The fix for buildPhase is easy. We simply do that same instruction in a shellHook instead.

- buildPhase = ''
+ shellHook = ''

-  ln -s ${nodeDependencies}/lib/node_modules ./node_modules
+  if [ ! -L "./node_modules" ]; then
+    ln -s "${nodeDependencies}/lib/node_modules" ./node_modules
+  fi
  export PATH="${nodeDependencies}/bin:$PATH"

We are also going to do a tiny bit of fancy scripting. We care going to check if a symbolic link to node_modules is missing, and only then create one.

Refactoring default.nix

Referring to what we are about to do as ‘refactoring’ might be a bit of an exaggeration. In reality, we want to just take all the code from default.nix and move it into shell.nix.
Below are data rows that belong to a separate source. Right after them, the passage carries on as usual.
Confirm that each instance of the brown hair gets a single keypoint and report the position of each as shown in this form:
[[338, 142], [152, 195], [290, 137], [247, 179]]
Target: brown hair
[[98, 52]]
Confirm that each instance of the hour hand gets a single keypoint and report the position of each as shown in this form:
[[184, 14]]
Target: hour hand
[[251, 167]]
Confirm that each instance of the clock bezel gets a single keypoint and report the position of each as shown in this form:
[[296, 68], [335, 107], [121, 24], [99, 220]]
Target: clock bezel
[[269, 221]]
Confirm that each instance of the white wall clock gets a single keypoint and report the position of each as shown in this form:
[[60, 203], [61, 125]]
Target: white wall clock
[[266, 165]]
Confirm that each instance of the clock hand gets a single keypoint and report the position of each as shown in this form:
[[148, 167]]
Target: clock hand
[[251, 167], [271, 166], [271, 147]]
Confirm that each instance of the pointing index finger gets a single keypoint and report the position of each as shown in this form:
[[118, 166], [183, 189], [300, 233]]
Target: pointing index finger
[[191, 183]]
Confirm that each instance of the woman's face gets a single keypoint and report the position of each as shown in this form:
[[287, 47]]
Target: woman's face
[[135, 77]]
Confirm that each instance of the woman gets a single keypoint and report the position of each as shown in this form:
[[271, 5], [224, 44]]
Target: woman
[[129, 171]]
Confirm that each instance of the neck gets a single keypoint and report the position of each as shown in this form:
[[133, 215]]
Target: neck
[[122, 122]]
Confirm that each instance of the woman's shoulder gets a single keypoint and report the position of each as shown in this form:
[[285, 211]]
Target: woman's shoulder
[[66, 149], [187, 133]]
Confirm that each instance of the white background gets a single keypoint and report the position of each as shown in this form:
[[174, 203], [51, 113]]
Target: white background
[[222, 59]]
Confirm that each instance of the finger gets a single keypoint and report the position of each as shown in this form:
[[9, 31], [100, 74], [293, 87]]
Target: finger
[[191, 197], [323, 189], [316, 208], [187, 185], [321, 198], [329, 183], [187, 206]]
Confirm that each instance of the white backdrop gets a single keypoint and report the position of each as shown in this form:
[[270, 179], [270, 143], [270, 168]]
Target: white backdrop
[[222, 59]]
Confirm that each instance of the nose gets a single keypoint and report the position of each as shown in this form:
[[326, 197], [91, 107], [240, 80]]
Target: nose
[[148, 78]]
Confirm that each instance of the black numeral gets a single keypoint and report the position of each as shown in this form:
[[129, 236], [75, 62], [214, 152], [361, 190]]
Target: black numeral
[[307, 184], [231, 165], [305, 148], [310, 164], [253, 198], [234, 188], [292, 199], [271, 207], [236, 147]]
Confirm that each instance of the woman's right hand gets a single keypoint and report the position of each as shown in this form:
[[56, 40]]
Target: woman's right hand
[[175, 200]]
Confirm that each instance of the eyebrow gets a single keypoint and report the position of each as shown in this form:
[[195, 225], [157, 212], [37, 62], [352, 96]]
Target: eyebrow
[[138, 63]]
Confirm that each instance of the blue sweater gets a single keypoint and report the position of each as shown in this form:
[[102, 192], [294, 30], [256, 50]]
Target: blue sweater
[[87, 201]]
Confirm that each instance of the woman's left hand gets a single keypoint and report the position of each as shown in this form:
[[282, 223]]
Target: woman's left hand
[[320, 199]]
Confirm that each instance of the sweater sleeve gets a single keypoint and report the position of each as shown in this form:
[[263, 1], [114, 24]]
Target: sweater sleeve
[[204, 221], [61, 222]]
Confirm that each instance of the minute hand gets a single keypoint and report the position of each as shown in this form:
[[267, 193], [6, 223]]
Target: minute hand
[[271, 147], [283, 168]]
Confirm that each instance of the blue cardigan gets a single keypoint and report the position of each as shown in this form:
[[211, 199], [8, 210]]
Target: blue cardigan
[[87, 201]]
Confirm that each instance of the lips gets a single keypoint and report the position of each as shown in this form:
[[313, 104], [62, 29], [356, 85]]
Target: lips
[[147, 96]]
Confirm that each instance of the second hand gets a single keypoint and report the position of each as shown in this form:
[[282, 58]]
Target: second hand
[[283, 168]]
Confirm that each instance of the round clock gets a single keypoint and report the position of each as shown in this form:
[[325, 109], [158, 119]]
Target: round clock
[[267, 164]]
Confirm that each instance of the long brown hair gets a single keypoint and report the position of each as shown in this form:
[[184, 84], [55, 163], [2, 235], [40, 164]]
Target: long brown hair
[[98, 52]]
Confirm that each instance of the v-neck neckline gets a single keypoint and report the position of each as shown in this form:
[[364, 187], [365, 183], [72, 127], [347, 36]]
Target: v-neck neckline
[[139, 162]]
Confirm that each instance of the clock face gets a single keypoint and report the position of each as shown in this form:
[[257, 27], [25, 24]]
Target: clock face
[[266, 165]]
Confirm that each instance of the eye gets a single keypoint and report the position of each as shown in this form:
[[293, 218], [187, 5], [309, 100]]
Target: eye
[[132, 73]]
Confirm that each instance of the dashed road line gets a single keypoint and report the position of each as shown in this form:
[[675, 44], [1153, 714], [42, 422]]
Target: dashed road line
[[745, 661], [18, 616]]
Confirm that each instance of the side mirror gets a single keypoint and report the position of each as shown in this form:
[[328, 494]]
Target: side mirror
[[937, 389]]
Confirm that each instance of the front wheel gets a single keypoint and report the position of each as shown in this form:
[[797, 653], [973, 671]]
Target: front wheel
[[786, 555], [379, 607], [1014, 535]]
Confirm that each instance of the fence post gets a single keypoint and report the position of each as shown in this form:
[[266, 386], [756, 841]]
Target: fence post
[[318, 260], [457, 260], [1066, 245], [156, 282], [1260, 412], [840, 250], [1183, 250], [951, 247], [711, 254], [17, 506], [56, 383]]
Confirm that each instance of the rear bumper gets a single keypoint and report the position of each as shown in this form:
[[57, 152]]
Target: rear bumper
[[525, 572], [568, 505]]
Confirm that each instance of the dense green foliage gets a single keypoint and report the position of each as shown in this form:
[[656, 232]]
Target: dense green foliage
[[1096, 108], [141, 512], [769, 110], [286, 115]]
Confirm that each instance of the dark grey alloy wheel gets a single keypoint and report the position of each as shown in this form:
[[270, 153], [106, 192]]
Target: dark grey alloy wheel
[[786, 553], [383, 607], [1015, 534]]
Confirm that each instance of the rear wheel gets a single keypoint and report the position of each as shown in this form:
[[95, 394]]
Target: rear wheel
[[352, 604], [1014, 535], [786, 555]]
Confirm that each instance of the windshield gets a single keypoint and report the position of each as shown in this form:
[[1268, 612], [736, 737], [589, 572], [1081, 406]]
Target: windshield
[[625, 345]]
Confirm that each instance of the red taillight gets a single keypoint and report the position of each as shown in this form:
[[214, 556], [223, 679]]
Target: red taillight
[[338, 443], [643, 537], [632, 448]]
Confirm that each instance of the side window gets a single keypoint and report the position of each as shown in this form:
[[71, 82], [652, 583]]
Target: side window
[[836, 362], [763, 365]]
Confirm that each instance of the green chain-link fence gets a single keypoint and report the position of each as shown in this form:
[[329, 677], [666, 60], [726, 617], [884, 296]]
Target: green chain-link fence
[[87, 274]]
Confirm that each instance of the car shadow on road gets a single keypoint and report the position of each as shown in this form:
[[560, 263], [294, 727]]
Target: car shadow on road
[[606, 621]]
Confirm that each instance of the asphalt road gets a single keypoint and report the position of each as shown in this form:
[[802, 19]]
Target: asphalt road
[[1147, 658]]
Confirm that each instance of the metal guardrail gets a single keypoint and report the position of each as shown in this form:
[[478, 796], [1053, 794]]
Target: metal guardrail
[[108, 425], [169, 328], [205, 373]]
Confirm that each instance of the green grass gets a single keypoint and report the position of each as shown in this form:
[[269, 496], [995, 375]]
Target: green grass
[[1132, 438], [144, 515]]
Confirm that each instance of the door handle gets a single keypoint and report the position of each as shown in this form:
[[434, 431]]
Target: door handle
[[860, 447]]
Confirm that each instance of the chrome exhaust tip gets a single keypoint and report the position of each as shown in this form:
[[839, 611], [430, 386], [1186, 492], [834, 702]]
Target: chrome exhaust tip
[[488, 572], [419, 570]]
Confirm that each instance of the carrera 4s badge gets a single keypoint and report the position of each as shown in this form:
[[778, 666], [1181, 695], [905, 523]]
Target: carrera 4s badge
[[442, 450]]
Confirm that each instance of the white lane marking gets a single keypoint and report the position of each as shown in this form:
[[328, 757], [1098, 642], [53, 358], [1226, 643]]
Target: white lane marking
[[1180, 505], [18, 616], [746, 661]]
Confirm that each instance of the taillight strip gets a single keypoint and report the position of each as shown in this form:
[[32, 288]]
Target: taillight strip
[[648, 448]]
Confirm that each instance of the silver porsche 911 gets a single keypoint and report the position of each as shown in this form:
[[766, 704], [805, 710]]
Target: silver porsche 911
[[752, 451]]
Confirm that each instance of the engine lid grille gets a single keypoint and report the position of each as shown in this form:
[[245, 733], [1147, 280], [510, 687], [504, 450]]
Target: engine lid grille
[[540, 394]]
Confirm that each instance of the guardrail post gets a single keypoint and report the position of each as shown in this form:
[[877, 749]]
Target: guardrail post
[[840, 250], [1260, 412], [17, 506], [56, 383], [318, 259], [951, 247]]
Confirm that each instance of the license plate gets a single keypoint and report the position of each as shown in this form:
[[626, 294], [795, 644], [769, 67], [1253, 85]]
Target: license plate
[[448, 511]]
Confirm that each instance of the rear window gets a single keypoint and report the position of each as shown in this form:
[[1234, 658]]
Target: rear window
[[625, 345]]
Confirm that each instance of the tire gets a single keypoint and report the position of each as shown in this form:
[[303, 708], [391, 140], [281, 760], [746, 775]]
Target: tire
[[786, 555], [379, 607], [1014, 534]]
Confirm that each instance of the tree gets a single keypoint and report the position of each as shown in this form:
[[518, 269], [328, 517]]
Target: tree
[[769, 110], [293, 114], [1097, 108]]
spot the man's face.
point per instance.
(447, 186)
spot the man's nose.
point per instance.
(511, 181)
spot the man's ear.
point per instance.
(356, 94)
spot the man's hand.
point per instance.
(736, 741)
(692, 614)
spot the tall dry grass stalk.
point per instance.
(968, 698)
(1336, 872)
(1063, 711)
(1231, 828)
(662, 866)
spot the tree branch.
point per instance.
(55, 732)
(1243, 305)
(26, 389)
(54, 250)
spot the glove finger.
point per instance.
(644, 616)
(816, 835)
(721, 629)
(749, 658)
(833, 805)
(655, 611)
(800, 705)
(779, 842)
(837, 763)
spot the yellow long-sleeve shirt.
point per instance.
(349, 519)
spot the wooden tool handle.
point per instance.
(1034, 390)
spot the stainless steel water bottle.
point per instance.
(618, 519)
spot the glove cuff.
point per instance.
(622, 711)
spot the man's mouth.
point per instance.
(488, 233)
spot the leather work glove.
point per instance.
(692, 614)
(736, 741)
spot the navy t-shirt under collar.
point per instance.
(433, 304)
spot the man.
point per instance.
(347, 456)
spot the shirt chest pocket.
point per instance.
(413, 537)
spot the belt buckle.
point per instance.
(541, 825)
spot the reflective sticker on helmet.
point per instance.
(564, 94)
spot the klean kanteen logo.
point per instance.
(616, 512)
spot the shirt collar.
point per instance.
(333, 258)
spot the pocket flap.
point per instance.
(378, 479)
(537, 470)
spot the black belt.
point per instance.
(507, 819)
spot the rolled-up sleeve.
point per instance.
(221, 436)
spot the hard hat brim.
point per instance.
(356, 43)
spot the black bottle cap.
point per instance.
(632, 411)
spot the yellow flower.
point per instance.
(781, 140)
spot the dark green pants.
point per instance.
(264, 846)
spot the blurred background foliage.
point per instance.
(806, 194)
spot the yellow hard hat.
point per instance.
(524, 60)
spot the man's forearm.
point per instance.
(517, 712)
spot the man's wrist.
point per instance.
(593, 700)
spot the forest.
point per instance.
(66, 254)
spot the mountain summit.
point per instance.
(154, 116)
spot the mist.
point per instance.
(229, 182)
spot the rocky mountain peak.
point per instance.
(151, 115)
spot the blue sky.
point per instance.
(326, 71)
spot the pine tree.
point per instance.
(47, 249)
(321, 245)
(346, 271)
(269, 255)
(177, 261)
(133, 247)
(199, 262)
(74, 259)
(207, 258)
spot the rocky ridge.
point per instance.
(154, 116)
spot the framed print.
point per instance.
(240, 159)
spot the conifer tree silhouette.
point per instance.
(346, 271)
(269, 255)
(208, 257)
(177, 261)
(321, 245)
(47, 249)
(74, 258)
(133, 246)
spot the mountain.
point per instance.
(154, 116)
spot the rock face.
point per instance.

That will look something like this:

nodeEnv = import ./node-env.nix {
  inherit (pkgs) stdenv lib python2 runCommand writeTextFile writeShellScript;
  inherit pkgs nodejs[]();
  libtool =
    if pkgs.stdenv.isDarwin
      then pkgs.darwin.cctools
    else null;
nodeDependencies =
  (import ./node-packages.nix
    inherit (pkgs) fetchurl nix-gitignore stdenv lib fetchgit;
    inherit nodeEnv;


Now that we have the environment fully set up, we can finally run nix-shell. And just like that, we get another error.

pinpointing versions of dependencies...
WARNING: cannot pinpoint dependency: postcss, context: /nix/store/0knvrbaq1j0mrhisg7xzfh04cy9p45c4-node-dependencies-personal_site-1.0.0/personal_site
patching script interpreter paths in .
Sorry, I only understand lock file versions 1 and 2!

Unfortunately, node2nix does not support version 3 of package-lock. Github provides us with a fairly simple solution: running npm install --lockfile-version 2 to downgrade our lockfile to an older version. This is a far from an ideal situation, but unfortunately, I don’t see a better solution.

So let’s run npm install --lockfile-version 2, followed by node2nix -l package-lock.json to ensure our environment and packages are up to date.node

Finally, nix-shell works. And bundle exec jekyll serve works as well.


Congratulations! You have packaged all the node modules needed for your site with Nix. Unfortunately, the process is more brittle than I’d like, and the necessity of downgrading our package-lock file makes it seem like a fairly bad idea.

I haven’t tested too many node modules; however, unlike with Ruby gems, I have not had issues just installing the files with npm install while inside the shell. Also, keep in mind Nix also provides many of the packages in pkgs.nodePackages.package-name.

This post was mainly done out of curiosity about how the node packaging process works. I would not actually recommend taking this approach to work on a real project.